Imagine my surprise to see that it played almost identically in many ways to the PSVR hit Astro Bot? See, I love my PSVR but it’s got some floppy little games that came out along with it and I didn’t know if PSVR had the capabilities I wanted to see until I played Astro Bot and Moss. When I knew that Trover could be played in both normal console mode and shipped with PSVR capabilities, I wondered how that would work. I booted it up regularly to give it a try before seeing it in VR because I didn’t want a headset’s limitations to sway my thoughts on the game. Very quickly I saw that it was going to be good based on the level design and the clever player character movement.

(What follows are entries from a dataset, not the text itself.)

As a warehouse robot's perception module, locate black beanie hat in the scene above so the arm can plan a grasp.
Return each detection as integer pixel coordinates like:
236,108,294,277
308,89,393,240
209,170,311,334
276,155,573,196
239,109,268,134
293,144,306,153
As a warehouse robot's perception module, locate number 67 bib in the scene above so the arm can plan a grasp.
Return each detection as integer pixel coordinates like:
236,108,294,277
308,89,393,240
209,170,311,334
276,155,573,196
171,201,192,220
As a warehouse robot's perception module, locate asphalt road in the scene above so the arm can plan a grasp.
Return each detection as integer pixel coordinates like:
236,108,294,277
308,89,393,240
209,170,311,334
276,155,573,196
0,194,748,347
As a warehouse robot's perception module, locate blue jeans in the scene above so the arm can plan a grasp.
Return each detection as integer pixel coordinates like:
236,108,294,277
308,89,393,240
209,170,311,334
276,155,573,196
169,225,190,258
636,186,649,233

See, Trover is who you control but you also control yourself. Well, kinda? A clever way that Squanch did this was that they turned the seated player into a race of people who had to be essentially without free movement. Utilizing this as a feature and not a flaw was incredibly smart because you’re a Chairopian and as a Chairopian you can pretty much just float around in your chair. Looking down and around, you can even turn about but you don’t just glide places which can sometimes make people (I’m including myself here) feel absolutely like Zenyatta from Overwatch after too many drinks. Teleportation methods in VR work really well to combat this and by including the Chairopian as part of the design, they all but freed themselves up to worry about everything but how the player would feel when essentially on-rails.
While you may feel like your movements are halted, you have complete control over Trover and can do all of the leaping, fighting and floating that your player character would typically be doing yourself. You can boost up a couple of times and see places that Trover can’t from his place on the ground and that turns a platformer into this little diorama of beautifully done Dr. Seuss-Gone-Mad artwork. The goal is to get your dogs back from a rogue God that has gone rather insane and used them in his eye sockets. You were found, as the owners of these dogs, and tasked with helping retrieve them and cut the power from said God.
What continues on in this game is nothing short of an intensely long episode of Rick and Morty’s Interdimensional Cable and that’s where it shines. It’s not so far removed from Roiland’s writing and quirk that you wouldn’t grasp onto it fast as fans of Rick and Morty but it’s also so uniquely layered with intelligence and easter eggs that you feel honored if you get them. There were moments in Trover that I would sit back and realize.. some people won’t play this again and see the language branches and story beats I got because of choices they may have made. Some people would never encounter this one incredible moment with Trover really just unleashing his soul to you — and that was bonkers to me. There is a buddy cop schtick to this but to assume that’s all it is because it’s such a simple game — is a mistake. For a $30 game that you can beat in 5 to 6 hours and has an epic amount of replayability, well, that’s kind of bananas.
It was incredibly smart for Roiland’s Squanch Games to utilize the Astro Bot mechanics of gameplay because it gave them the opportunity to flush out a fun world that visually pops with a platformer that didn’t make me want to push myself off of a cliff. I suggest this be your third PSVR title you buy after Astro Bot and Moss and go through the achievements and see just what kind of things you should aim for to get even more from the story. Don’t stop at one playthrough and then go tell your friends about it because I know you want your friends to have fun, you know?